Cela appartient au passé. Depuis le début des années’2000, notre musée a profondément changé.

Grâce à notre ancien collaborateur Boris Wastiau (ndlr : l’actuel directeur du Musée d’Ethnographie de Genève), on a commencé à interroger l’origine de nos collections. Au moment de mon arrivée à la tête de l’institution en 2001, on a posé le constat que l’exposition permanente du MRAC reflétait un regard sur l’Afrique qui datait encore des années ’50, soit une manière de voir antérieure à la décolonisation ! On a donc créé un groupe de travail pour repenser l’exposition permanente ; pour évoquer l’Afrique contemporaine mais aussi pour poser un nouveau regard sur l’époque coloniale.
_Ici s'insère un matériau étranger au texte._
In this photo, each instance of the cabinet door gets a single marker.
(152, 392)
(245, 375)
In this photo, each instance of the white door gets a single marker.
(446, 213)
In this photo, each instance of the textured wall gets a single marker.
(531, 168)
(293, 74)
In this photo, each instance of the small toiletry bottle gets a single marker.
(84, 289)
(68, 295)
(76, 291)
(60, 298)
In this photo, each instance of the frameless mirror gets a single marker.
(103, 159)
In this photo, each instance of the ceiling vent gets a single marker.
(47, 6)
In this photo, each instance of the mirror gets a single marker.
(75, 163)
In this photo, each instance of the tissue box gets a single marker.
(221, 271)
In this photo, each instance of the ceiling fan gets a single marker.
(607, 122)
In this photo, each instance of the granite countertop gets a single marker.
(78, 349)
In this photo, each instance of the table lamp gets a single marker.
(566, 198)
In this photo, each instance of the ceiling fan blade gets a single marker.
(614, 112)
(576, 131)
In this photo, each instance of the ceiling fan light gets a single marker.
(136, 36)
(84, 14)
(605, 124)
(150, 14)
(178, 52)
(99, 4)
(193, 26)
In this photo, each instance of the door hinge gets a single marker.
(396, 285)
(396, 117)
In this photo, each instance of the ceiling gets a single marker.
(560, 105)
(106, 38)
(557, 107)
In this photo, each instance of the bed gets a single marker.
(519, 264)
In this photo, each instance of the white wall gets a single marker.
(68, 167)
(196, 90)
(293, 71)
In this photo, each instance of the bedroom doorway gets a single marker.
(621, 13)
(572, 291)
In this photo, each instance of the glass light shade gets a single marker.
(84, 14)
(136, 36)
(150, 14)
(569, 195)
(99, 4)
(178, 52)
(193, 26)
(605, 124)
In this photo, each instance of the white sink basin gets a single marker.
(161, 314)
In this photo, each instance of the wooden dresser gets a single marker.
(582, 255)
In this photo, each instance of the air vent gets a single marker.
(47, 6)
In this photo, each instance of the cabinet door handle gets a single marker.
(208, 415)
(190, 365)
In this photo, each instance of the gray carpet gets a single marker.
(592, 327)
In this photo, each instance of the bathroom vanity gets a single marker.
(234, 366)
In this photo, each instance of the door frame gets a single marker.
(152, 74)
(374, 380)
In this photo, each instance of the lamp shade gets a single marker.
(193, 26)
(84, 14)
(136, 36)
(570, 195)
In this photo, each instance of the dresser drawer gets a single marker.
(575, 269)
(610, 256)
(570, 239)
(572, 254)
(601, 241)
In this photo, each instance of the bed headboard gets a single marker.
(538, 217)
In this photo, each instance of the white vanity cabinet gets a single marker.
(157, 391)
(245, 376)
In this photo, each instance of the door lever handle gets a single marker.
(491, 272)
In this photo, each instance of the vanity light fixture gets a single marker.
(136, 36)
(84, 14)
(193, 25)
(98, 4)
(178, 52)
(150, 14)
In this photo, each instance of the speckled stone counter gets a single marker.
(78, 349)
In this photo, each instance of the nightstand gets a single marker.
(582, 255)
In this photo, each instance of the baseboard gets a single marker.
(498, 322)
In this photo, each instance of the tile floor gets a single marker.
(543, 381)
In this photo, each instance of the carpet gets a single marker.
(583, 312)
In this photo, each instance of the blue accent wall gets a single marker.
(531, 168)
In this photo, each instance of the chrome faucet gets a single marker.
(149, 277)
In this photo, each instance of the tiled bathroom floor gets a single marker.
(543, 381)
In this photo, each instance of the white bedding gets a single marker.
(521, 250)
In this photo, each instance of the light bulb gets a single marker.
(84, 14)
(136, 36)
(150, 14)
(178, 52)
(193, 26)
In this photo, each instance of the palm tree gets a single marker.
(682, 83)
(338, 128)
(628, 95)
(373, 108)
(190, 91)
C’est dans ce cadre que, depuis 15 ans, on a développé une collaboration structurelle, un dialogue, avec la communauté africaine au travers d’un comité incluant des représentants élus de la diaspora africaine en Belgique. Dès 2003, on a fait des petites expositions sous le titre

« La parole aux Africains » mais ma première priorité était d’organiser une grande exposition sur le passé colonial. Ainsi, en 2005, le MRAC a proposé « La Mémoire du Congo, notre passé colonial », un évènement où, pour la première fois, nous proposions un regard critique sur cette période de notre histoire ; pendant longtemps, nous sommes restés le seul musée européen à proposer une telle démarche. L’année passée, il y a eu une expo du même type à Berlin, consacrée celle-là au colonialisme allemand. En 2010, on a aussi fait une expo sur l’indépendance du Congo vue au travers du regard africain. En outre, on a créé une nouvelle salle d’histoire avec la collaboration d’associations africaines.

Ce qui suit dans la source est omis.